Local Dimensionality Reduction: A New Approach to Indexing High Dimensional Spaces

VLDB Conference |

Many emerging application domains require database systems to support efficient access over highly multidimensional datasets. The current state-of-the-art technique to indexing high dimensional data is to first reduce the dimensionality of the data using Principal Component Analysis and then indexing the reduced dimensionality space using a multidimensional index structure. The above technique, referred to as global dimensionality reduction (GDR), works well when the data set is globally correlated, i.e. most of the variation in the data can be captured by a few dimensions. In practice, datasets are often not globally correlated. In such cases, reducing the data dimensionality using GDR causes significant loss of distance information resulting in a large number of false positives and hence a high query cost. Even when a global correlation does not exist, there may exist subsets of data that are locally correlated.
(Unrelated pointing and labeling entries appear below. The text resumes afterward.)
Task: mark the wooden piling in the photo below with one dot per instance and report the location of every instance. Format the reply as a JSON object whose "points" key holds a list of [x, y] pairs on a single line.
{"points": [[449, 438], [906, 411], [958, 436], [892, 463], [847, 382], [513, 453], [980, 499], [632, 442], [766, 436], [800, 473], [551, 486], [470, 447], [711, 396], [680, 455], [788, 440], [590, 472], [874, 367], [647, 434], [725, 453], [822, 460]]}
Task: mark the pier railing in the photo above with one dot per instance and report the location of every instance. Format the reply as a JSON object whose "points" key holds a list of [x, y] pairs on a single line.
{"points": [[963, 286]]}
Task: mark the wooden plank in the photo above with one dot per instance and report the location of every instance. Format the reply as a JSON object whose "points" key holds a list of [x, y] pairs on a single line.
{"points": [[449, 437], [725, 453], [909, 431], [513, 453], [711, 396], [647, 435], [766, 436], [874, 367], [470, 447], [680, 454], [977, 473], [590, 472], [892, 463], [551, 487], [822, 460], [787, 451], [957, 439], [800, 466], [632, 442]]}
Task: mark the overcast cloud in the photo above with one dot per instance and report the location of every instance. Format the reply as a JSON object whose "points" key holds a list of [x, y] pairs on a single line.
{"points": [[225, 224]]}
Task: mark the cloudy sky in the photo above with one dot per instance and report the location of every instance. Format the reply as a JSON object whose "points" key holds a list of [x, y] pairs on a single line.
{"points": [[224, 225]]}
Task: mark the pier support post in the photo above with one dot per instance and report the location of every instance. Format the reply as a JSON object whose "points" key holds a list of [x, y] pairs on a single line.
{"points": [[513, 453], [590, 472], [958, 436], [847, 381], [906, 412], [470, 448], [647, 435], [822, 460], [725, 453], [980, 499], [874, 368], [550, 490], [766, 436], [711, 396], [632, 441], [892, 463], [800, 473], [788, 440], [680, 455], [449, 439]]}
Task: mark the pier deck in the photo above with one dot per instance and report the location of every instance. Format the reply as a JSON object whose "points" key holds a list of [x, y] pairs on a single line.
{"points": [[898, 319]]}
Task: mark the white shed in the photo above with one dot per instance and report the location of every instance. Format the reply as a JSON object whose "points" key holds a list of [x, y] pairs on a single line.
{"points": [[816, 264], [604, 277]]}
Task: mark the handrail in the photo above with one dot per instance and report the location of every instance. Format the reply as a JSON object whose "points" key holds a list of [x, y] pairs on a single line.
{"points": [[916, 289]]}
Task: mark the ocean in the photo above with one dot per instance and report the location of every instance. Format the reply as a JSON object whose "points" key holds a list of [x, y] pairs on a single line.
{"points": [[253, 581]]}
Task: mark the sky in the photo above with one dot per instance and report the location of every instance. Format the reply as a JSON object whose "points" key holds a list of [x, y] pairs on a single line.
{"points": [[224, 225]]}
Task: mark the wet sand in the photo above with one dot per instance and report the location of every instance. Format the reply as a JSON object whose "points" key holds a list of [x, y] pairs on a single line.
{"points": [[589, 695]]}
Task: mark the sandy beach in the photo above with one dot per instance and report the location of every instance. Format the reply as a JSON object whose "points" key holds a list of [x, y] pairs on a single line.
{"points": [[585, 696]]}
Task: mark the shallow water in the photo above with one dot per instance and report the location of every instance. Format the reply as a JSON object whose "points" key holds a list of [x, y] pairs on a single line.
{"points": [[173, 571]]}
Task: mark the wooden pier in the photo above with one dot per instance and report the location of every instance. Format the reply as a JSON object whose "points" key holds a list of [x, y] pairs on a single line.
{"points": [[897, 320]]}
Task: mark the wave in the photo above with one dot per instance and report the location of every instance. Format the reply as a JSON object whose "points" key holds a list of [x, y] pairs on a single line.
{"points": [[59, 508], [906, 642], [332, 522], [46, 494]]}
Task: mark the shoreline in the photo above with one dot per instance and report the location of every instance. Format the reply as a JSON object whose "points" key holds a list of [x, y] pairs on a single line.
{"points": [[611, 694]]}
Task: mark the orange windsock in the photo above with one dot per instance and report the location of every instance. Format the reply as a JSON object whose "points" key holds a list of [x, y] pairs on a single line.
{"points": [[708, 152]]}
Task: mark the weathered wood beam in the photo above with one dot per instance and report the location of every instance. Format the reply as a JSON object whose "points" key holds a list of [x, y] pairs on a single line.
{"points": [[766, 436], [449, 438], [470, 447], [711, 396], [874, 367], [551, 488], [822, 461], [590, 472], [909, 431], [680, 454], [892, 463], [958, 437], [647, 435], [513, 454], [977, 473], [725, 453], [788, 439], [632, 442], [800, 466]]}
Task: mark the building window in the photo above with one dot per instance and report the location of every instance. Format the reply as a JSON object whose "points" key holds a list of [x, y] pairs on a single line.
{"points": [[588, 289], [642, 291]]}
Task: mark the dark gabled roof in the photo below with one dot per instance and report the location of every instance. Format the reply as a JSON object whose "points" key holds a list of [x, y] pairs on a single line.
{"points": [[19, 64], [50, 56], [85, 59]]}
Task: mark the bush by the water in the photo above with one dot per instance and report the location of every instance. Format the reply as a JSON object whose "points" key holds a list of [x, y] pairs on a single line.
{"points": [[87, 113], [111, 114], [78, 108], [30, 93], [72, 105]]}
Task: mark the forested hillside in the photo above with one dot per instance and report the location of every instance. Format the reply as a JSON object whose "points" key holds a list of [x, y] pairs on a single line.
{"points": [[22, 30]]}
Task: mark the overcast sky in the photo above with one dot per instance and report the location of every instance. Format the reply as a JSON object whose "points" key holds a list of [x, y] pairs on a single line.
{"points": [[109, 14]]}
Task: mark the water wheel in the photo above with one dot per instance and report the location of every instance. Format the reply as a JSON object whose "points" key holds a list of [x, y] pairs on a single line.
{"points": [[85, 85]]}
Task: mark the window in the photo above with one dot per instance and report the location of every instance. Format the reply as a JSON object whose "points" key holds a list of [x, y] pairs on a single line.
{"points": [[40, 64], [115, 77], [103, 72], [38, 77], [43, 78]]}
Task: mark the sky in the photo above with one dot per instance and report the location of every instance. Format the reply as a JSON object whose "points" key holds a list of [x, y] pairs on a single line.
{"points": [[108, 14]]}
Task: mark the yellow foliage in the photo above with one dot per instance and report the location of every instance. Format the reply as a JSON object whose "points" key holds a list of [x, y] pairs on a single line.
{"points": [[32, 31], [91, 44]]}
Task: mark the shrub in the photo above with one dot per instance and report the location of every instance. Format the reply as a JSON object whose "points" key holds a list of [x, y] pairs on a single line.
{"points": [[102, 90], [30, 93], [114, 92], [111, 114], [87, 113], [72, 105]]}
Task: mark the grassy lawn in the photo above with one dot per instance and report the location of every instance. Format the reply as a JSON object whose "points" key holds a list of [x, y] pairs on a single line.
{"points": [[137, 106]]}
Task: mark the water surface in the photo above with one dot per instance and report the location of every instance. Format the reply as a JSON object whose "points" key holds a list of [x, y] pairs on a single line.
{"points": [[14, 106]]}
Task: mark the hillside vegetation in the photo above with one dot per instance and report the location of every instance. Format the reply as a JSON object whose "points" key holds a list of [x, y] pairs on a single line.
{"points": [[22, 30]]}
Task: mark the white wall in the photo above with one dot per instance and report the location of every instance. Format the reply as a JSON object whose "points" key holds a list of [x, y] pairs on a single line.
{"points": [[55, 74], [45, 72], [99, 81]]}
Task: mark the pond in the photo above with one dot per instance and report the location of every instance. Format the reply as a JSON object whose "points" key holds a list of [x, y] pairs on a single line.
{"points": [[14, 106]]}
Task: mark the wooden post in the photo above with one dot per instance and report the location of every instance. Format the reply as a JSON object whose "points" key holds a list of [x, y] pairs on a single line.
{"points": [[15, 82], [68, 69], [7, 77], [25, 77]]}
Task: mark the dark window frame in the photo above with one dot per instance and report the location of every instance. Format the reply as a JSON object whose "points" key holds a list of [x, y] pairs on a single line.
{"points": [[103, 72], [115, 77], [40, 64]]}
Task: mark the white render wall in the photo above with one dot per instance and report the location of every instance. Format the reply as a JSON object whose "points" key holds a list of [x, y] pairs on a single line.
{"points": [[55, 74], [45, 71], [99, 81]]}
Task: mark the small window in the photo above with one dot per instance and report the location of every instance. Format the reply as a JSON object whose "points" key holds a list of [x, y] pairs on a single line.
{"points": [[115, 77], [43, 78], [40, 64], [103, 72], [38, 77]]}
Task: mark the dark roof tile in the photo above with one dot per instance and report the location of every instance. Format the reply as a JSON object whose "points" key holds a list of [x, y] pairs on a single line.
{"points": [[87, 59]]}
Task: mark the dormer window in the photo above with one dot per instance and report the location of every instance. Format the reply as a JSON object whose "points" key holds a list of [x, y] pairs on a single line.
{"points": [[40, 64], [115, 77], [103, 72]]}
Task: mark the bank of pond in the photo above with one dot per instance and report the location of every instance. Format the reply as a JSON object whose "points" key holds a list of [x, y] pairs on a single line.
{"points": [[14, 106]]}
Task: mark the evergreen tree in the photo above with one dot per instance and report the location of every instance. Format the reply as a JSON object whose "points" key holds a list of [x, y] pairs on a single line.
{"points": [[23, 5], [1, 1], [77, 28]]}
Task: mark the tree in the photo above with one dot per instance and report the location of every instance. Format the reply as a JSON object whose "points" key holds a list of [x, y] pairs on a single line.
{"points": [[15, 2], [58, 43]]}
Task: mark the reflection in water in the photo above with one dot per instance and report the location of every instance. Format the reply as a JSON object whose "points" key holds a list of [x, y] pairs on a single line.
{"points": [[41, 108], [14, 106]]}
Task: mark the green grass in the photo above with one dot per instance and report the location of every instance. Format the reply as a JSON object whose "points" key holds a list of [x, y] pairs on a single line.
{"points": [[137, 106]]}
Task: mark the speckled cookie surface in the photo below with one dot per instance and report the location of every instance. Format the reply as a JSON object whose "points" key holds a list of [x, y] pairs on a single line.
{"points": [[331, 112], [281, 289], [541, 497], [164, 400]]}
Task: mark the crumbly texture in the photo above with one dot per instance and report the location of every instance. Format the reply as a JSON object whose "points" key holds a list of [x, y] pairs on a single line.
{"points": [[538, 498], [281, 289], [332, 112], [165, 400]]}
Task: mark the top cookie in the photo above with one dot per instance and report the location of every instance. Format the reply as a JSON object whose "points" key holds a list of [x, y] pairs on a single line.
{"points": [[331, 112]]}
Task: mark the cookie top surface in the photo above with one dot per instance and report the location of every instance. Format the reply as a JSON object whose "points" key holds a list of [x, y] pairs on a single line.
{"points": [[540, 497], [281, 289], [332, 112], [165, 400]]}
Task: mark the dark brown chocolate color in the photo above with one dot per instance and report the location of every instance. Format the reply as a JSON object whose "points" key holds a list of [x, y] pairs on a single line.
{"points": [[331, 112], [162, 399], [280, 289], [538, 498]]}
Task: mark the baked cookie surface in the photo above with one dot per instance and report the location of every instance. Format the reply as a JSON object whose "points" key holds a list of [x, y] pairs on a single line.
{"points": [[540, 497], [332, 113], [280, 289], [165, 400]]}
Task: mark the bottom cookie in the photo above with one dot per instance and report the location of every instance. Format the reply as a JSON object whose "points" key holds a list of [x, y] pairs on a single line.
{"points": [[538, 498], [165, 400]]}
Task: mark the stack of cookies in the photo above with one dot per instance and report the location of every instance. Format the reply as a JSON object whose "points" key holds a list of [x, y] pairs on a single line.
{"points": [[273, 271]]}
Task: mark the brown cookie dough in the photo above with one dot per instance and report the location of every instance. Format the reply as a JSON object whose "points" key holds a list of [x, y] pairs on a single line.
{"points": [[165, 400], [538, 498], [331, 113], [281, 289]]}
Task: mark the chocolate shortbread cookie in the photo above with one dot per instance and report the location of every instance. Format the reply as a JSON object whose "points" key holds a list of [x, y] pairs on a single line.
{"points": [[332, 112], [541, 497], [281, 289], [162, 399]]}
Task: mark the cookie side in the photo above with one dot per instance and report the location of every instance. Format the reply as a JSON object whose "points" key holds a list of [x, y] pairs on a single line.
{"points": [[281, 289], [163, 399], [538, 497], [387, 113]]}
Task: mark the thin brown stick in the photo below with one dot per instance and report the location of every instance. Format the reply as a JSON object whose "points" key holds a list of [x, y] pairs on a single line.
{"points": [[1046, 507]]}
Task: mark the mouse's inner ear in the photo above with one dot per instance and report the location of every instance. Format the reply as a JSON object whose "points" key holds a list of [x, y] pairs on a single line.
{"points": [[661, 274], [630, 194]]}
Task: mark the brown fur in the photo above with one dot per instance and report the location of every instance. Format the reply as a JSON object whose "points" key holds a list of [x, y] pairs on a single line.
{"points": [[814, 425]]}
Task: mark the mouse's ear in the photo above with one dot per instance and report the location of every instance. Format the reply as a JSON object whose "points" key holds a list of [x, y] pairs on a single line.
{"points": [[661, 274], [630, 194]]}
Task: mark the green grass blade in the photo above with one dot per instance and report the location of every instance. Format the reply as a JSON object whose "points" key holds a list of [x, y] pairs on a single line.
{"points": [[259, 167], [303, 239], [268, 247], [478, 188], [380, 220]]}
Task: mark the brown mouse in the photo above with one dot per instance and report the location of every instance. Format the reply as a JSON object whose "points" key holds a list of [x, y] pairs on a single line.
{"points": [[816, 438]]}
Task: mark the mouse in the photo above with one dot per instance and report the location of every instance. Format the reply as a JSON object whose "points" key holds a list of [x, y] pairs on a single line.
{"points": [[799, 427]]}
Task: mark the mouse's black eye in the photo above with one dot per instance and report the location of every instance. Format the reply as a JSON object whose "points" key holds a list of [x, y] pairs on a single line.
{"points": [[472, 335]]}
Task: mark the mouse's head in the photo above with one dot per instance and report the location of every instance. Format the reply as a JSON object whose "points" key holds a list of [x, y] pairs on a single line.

In this paper, we propose a technique called Local Dimensionality Reduction (LDR) that tries to find local correlations in the data and performs dimensionality reduction on the locally correlated clusters of data individually. We develop an index structure that exploits the correlated clusters to efficiently support point, range and k-nearest neighbor queries over high dimensional datasets. Our experiments on synthetic as well as real-life datasets show that our technique (1) reduces the dimensionality of the data with significantly lower loss in distance information compared to GDR and (2) significantly outperforms the GDR, original space indexing and linear scan techniques in terms of the query cost for both synthetic and real-life datasets.